Agreed. I think the supposed justifications for mass population-wide online surveillance, restrictions and de-anonymization are so strong most political parties in western democracies go along with what surveillance agencies push for once they get in power. Even in the U.S. where free speech & personal privacy rights are constitutionally and culturally stronger, both major parties are virtually identical in what they actually permit the surveillance state to do once they get in office (despite sometimes talking differently while campaigning).
The reason is that the surveillance state has gotten extremely good at presenting scary scenarios and examples of supposed "disaster averted because we could spy on everyone", or the alternative, "bad thing happened because we couldn't spy on everyone" to politicians in non-public briefings. They keep these presentations secret from public and press scrutiny by claiming it's necessary to keep "sources and methods" secret from adversaries. Of course, this is ridiculous because adversary spy agencies are certainly already aware of the broad capabilities of our electronic surveillance - it's their job after all and they do the same things to their own populations. The intelligence community rarely briefs politicians on individual operations or the exact details of the sources and methods which adversarial intelligence agencies would care about anyway. The vast majority of these secret briefings could be public without revealing anything of real value to major adversaries. At most it would only confirm we're doing the things adversaries already assume we're doing (and already take steps to counter). The real reason they hide the politician briefings from the public is because voters would be creeped out by the pervasive surveillance and domain experts would call bullshit on the incomplete facts and fallacious reasoning used to justify it to politicians.

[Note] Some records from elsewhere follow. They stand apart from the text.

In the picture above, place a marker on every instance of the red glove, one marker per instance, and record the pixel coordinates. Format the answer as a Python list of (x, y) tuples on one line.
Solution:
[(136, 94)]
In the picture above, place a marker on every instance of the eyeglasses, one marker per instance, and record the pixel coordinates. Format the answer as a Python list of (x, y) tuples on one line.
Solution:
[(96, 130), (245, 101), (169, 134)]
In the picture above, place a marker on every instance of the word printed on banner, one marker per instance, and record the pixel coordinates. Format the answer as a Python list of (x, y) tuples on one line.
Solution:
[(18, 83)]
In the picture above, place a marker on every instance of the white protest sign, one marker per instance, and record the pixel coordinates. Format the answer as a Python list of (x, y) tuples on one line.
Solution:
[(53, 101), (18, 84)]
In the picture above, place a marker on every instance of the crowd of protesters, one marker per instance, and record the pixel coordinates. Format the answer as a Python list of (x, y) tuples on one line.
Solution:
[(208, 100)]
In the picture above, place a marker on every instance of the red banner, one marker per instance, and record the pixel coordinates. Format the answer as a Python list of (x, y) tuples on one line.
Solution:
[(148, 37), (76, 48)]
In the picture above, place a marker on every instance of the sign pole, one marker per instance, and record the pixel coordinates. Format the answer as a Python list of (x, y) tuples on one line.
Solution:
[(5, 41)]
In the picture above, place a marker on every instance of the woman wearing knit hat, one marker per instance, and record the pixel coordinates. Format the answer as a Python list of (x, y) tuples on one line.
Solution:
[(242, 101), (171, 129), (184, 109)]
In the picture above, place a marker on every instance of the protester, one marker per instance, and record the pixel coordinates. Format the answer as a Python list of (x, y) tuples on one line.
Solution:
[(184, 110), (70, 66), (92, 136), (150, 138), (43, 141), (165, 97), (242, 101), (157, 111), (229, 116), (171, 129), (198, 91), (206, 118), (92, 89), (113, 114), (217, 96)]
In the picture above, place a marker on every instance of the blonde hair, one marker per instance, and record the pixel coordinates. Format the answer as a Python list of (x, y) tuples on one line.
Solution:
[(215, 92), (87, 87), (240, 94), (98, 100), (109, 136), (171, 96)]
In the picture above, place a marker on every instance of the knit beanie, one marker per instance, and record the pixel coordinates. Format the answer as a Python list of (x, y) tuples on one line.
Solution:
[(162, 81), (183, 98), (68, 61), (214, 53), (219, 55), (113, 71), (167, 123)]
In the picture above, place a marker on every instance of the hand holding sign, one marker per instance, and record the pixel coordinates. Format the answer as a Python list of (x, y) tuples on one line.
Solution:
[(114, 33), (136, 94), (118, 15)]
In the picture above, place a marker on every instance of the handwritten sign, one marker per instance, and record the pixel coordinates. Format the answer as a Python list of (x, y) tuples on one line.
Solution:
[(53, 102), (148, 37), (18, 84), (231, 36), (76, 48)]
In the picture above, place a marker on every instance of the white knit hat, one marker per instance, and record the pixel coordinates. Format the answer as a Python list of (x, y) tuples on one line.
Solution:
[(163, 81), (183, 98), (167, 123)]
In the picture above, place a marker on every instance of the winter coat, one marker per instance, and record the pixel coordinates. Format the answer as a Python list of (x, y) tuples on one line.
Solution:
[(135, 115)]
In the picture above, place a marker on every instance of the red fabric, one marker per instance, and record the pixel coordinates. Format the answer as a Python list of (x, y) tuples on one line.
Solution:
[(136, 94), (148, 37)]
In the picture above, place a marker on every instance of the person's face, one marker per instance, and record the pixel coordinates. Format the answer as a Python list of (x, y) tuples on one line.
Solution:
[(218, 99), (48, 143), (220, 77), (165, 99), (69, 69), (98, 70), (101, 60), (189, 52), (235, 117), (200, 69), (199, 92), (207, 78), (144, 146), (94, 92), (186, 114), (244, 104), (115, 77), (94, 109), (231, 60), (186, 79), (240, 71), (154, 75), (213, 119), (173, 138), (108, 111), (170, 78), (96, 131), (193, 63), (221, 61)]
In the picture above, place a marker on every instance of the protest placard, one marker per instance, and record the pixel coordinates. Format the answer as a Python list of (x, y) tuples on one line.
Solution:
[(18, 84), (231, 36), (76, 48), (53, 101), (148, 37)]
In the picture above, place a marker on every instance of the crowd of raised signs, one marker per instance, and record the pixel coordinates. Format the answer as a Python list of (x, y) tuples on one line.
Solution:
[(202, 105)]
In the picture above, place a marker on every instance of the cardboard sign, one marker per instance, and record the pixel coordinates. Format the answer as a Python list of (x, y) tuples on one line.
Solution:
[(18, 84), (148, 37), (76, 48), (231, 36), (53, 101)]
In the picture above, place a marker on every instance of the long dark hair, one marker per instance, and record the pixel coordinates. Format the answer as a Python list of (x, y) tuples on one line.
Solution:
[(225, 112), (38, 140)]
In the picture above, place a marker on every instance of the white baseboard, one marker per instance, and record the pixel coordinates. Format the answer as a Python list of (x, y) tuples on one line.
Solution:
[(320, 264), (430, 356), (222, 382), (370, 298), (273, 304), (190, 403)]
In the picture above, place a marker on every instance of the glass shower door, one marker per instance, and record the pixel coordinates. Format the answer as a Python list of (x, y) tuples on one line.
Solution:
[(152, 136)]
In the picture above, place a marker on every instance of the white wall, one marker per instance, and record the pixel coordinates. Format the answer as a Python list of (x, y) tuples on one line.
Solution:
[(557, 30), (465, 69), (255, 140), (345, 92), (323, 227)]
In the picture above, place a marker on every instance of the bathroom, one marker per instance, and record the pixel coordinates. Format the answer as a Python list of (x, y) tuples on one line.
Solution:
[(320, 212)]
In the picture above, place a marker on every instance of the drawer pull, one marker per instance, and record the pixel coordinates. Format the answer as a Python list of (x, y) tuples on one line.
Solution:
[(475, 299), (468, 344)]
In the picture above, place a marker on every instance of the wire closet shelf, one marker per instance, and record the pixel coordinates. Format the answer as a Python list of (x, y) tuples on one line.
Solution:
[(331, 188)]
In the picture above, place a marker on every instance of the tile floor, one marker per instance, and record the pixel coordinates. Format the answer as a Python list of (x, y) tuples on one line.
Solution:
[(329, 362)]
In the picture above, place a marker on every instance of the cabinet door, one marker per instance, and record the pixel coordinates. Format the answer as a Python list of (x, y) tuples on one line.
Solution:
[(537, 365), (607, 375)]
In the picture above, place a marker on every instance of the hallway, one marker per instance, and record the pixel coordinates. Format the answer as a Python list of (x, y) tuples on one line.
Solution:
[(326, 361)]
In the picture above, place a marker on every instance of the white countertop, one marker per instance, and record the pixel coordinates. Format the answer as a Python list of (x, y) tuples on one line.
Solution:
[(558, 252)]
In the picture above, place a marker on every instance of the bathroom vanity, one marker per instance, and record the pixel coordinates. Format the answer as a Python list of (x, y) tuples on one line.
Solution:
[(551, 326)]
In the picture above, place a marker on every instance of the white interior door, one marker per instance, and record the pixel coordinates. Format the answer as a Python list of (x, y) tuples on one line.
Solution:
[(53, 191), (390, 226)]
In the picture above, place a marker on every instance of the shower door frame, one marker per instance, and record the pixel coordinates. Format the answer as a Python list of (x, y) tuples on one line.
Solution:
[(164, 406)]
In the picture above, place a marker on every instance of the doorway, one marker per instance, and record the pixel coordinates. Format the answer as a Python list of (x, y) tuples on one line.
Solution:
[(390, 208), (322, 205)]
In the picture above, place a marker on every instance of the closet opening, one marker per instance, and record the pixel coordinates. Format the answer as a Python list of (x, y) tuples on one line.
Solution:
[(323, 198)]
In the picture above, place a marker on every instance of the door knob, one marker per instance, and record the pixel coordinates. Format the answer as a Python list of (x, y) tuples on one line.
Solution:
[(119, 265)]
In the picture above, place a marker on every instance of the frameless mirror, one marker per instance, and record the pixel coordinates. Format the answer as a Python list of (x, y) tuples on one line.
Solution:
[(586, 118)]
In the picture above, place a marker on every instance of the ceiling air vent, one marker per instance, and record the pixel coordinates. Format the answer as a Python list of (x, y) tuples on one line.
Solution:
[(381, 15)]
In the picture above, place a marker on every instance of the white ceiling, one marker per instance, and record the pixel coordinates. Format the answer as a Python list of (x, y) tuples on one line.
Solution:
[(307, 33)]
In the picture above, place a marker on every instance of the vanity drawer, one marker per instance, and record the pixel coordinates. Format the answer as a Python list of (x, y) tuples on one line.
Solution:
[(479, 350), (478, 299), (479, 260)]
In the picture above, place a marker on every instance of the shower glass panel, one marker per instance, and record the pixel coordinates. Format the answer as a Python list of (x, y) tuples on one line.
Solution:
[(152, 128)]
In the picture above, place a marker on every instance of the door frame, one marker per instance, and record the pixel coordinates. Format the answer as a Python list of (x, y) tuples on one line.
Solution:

Even if a politician sincerely intended to preserve privacy and freedom before getting in office, they aren't domain experts and when confronted with seemingly overwhelming (but secret) evidence of preventing "big bad" presented unanimously by intelligence community experts, the majority of elected officials go along. If that's not enough for the anti-privacy agencies (intel & law enforcement) to get what they want, there's always the "think of the children" arguments. It's the rare politician who's clear-thinking and principled enough to apply appropriate skepticism and measured nuance when faced with horrendous examples of child porn and abuse which the law enforcement/intelligence agency lobby has ready in ample supply and deploys behind closed doors for maximum effect. The anti-privacy lobby has figured out how to hack representative democracy to circumvent protections and because it's done away from public scrutiny, there's currently no way to stop them and it's only going to keep getting worse. IMHO, it's a disaster and even in the U.S. (where I am) it's only slightly better than the UK, Australia, EU and elsewhere.